Removing rows from a Data Frame column which contains lists if a specific string is within the list

Question

Suppose I have a DataFrame pd with a column called 'elements' which contains a list of a list of objects as shown below:

print(df2['elements'])

0       [Element B, Element Cr, Element Re]
1       [Element B, Element Rh, Element Sc]
2       [Element B, Element Mo, Element Y]
3       [Element Al, Element B, Element Lu]
4       [Element B, Element Dy, Element Os]

I would like to search through the column and if, for example, Element Mo is in that row delete the whole row to look like this:

print(df2['elements'])

0       [Element B, Element Cr, Element Re]
1       [Element B, Element Rh, Element Sc]
2       [Element Al, Element B, Element Lu]
3       [Element B, Element Dy, Element Os]

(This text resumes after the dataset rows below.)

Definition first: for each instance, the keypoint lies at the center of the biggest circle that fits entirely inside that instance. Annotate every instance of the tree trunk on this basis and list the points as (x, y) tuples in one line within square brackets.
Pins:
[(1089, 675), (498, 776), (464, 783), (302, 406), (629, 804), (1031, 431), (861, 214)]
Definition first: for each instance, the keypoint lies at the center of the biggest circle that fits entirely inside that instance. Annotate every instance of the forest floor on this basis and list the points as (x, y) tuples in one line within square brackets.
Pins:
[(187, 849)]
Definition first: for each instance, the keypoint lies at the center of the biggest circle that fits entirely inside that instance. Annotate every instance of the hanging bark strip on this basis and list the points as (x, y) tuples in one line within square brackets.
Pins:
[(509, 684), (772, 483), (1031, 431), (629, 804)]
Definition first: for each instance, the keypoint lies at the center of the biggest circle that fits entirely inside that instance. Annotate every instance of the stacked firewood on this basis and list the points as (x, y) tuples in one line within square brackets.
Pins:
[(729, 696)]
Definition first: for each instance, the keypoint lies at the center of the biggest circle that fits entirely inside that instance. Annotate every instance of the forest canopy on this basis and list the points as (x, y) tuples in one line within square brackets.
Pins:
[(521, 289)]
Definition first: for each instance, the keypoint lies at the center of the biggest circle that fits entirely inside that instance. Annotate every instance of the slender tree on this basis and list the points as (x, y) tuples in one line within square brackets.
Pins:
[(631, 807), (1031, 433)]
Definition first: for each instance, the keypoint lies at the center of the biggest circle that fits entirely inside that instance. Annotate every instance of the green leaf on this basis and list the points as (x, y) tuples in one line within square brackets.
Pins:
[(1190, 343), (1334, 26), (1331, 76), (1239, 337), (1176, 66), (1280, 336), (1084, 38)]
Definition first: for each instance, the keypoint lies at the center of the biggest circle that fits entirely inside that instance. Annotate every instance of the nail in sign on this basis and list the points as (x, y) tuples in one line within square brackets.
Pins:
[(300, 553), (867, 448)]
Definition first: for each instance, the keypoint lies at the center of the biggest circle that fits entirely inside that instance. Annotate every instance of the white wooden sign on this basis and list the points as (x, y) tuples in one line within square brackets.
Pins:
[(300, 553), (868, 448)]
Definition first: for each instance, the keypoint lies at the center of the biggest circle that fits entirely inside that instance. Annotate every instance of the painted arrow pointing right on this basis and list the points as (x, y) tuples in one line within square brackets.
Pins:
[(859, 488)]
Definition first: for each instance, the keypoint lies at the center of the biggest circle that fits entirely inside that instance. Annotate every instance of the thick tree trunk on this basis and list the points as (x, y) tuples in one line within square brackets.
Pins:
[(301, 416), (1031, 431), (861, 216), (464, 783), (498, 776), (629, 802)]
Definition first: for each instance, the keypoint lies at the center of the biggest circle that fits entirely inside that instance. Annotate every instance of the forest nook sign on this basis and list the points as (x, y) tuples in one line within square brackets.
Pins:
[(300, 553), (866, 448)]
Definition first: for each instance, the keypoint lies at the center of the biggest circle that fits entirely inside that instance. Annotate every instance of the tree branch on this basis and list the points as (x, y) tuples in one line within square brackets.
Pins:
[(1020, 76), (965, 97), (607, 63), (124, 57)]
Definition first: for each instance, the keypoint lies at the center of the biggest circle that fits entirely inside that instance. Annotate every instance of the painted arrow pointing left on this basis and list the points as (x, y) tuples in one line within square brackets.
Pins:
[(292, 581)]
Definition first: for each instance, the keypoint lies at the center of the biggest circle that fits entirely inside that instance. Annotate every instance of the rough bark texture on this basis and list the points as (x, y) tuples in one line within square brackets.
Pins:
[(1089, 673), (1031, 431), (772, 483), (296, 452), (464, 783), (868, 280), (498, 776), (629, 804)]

I'm currently trying to do it with a for loop and if statements like this:

for entry in df2['elements']:
    if 'Element Mo' in entry:
        df2.drop(index=[entry],axis=0, inplace=True)
    else:
        continue

But it is not working and giving me a KeyError: [] not found in axis.

Update:

I just realized that the if and in statement route I showed does not search for exact string matches, but also strings that contain target string, so for example with the updated df below:

print(df2['elements'])

0       [Element B, Element Cr, Element Re]
1       [Element B, Element Rh, Element Sc]
2       [Element B, Element Mo, Element Y]
3       [Element Al, Element B, Element Lu]
4       [Element Mop, Element B, Element Lu]      
5       [Element B, Element Dy, Element Os]

If I run a for loop with if/in statements like this:

for ind in df2.index.values:
    entry = df2.loc[ind, 'elements']
    if 'Element Mo' in entry:
        df2.drop(index=ind ,axis=0, inplace=True)

Both row 2 and 5 will be dropped from the df because the string 'Element Mop' contains the string 'Element Mo', but I don't want this to happen. I tried updating the code above with regex like the one below, but it doesn't work.

for ind in df2.index.values:
        entry = df2.loc[ind, 'elements']
        if '\bElement Mo\b' in entry:
            df2.drop(index=ind ,axis=0, inplace=True)

Edit #2: Here is the dictionary of the first 25 items of the column:

df2_dict = df2['elements'].head(25).to_dict()

{0: '[Element B, Element Cr, Element Re]', 1: '[Element B, Element Rh, Element Sc]', 2: '[Element B, Element Mo, Element Y]', 3: '[Element Al, Element B, Element Lu]', 4: '[Element B, Element Dy, Element Os]', 5: '[Element B, Element Fe, Element Sc]', 6: '[Element B, Element Cr, Element W]', 7: '[Element B, Element Ni]', 9: '[Element B, Element Pr, Element Re]', 10: '[Element B, Element Cr, Element V]', 11: '[Element B, Element Co, Element Si]', 12: '[Element B, Element Co, Element Yb]', 13: '[Element B, Element Lu, Element Yb]', 14: '[Element B, Element Ru, Element Yb]', 15: '[Element B, Element Mn, Element Pd]', 16: '[Element B, Element Co, Element Tm]', 17: '[Element B, Element Fe, Element W]', 19: '[Element B, Element Ru, Element Y]', 20: '[Element B, Element Ga, Element Ta]', 21: '[Element B, Element Ho, Element Re]', 22: '[Element B, Element Si]', 23: '[Element B, Element Ni, Element Te]', 24: '[Element B, Element Nd, Element S]', 25: '[Element B, Element Ga, Element Rh, Element Sc]', 26: '[Element B, Element Co, Element La]'}

The actual issue here is that if I try to drop rows that contain the string 'Element S' (in row 25) all entries with elements like 'Element Sc' or 'Element Si' are also removed.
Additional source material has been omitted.